Zekilik ve dindarlık bir bakıma birbirlerine benzerler.
Hangi toplum olursa olsun zeki insanların oranının, biyolojik olarak verili bir sınırı vardır ve çok küçüktür. Binde birlerle hatta daha zekicelerine bakarsak on binde birlerle ölçülür.
Durum dindarlar için farklı değildir. Psikolojik bir özellik olarak zekanın nasıl biyolojik sınırları varsa, yine psikolojik bir özellik olan dindarlığın da biyolojik olarak verili sınırları vardır. Dindarların da hangi toplum olursa olsun, biyolojik olarak verili oranı çok küçüktür; binde birlerle hatta daha katı dindarlara bakarsak on binde birlerle ölçülür.
Dindarlık nasıl ölçülecek diye sorulursa, dinsel davranışın diğer çeşitleri de işin içine katılarak daha genel bir endeksleme yapılabilir ama burada basitlik olsun diye şöyle diyebilirim ki müslümanlık bakımından dindarlık, derece derece, bayram namazlarına gitmek, cuma namazlarına gitmek, vakit namazlarını kılmayla endekslenebilir.

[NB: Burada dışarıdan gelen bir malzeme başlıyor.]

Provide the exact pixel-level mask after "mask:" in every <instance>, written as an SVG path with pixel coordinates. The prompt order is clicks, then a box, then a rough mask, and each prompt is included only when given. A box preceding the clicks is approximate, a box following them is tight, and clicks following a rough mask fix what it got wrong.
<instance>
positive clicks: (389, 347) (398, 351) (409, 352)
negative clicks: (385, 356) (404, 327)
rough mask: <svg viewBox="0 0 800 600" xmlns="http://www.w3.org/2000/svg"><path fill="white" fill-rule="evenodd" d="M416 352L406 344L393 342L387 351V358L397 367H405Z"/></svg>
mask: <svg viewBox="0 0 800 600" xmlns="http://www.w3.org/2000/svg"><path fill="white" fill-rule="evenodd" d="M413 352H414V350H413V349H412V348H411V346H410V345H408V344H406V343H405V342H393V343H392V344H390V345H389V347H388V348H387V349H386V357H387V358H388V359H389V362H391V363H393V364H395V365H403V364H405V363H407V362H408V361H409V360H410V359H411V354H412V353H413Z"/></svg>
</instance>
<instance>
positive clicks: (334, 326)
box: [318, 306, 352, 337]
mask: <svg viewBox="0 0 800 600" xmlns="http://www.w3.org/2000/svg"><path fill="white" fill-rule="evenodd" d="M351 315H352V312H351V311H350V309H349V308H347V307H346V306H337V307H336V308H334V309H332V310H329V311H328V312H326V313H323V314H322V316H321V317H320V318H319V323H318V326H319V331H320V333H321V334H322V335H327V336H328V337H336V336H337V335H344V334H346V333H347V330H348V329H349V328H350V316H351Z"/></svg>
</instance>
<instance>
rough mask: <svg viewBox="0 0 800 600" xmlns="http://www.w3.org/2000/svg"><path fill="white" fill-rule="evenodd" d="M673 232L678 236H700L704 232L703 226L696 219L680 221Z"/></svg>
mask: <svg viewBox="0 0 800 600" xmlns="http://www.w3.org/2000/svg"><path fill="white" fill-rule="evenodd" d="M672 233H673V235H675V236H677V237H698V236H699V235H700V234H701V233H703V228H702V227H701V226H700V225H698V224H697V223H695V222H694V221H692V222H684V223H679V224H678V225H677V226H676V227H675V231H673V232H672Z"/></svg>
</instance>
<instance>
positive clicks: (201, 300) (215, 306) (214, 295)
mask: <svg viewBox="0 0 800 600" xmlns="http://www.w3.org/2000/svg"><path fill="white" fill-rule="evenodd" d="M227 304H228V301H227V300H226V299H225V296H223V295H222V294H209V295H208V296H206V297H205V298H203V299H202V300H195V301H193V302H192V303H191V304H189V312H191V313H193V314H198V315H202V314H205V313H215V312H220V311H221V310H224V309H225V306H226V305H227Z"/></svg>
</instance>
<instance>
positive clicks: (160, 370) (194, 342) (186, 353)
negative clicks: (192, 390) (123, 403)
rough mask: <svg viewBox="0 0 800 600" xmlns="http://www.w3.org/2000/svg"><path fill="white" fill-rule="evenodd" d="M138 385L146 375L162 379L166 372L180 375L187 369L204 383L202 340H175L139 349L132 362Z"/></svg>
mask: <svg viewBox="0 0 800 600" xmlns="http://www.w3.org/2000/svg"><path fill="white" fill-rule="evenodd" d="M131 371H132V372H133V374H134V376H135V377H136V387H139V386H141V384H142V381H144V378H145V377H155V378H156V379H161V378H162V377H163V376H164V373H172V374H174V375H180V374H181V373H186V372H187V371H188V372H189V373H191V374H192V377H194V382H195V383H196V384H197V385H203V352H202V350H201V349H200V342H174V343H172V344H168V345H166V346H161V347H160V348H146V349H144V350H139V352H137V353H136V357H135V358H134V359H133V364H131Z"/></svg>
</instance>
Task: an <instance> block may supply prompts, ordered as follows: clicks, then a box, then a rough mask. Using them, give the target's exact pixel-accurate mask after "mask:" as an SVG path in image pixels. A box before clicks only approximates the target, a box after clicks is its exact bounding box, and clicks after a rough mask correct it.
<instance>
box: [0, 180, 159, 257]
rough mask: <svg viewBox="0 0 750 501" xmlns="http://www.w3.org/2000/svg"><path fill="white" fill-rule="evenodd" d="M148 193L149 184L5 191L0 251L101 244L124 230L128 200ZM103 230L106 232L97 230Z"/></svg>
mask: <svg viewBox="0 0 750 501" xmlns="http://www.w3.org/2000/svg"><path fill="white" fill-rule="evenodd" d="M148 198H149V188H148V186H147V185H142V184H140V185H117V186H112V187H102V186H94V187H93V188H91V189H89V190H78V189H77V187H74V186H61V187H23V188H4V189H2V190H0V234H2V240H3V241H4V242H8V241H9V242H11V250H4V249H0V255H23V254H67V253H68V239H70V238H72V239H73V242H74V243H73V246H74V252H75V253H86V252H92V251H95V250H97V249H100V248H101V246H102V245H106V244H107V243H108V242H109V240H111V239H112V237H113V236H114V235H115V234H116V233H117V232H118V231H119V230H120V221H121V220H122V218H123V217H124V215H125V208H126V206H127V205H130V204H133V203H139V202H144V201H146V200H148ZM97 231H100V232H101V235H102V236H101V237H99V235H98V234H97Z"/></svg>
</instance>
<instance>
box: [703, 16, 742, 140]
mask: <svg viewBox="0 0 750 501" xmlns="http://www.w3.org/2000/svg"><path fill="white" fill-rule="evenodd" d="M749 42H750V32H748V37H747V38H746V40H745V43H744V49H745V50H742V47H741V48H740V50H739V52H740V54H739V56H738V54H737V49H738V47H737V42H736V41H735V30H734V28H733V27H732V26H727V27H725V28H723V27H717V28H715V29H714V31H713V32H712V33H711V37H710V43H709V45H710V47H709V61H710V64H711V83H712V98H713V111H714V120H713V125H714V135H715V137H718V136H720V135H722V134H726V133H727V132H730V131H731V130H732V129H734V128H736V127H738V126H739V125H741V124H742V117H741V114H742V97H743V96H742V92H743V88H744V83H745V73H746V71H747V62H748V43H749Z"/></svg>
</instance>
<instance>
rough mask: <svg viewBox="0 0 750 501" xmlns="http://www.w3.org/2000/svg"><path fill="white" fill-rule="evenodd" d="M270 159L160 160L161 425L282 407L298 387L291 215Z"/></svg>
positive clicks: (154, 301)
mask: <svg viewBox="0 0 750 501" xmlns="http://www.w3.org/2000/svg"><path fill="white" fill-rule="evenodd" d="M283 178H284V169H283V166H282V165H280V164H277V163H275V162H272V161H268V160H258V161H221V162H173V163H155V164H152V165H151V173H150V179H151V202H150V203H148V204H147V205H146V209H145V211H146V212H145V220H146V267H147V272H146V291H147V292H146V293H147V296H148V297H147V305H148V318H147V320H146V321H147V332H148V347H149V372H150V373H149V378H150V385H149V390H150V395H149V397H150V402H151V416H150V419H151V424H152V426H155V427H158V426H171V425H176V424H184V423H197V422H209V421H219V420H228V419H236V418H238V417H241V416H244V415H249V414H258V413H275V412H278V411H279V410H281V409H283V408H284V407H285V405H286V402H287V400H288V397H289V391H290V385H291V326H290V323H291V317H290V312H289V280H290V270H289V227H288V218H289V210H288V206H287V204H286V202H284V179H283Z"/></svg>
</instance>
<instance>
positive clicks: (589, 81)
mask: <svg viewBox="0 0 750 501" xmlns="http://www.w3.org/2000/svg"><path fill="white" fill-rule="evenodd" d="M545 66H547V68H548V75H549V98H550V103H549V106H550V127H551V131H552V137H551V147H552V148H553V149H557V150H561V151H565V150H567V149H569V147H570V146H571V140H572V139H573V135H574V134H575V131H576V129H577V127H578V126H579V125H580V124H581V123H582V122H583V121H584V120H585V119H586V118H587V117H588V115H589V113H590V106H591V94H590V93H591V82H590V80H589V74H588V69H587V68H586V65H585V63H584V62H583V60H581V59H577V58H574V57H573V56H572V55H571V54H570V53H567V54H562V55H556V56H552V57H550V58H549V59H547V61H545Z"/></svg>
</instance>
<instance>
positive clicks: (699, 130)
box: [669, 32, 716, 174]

Zeki insanların biyolojik olarak verili oranı, marjdaki değişimler yokumsanırsa toplumsal olarak değiştirilemez. Böyle bir girişim, ancak zeki insanlar konusunda toplumsal olarak yanılmayı doğurur. Toplumda -en azından kısmen- zeki olmayanlar hatta geri zekalı olanlar deha kabul edilmeye başlanır. Dolayısıyla beklenen toplumsal sonuçlar elde edilemez, hatta tam tersi sonuçlar çıkar.
Dindarlık da durum farklı mıdır dersin? Hayır, tersine toplum zaman geçtikçe daha yoğun biçimde Allahsızların dindar kabul edildiği bir toplum olur. Dolayısıyla beklenen toplumsal sonuçlar elde edilemez, hatta tam tersi sonuçlar çıkar.
Toplumu ister zeka, isterse dindarlık bakımından olsun -örneğin askeri stratejist bir akılla- zorlamak sonuç getirmez. Toplumu kendi haline bırakmak gerekir.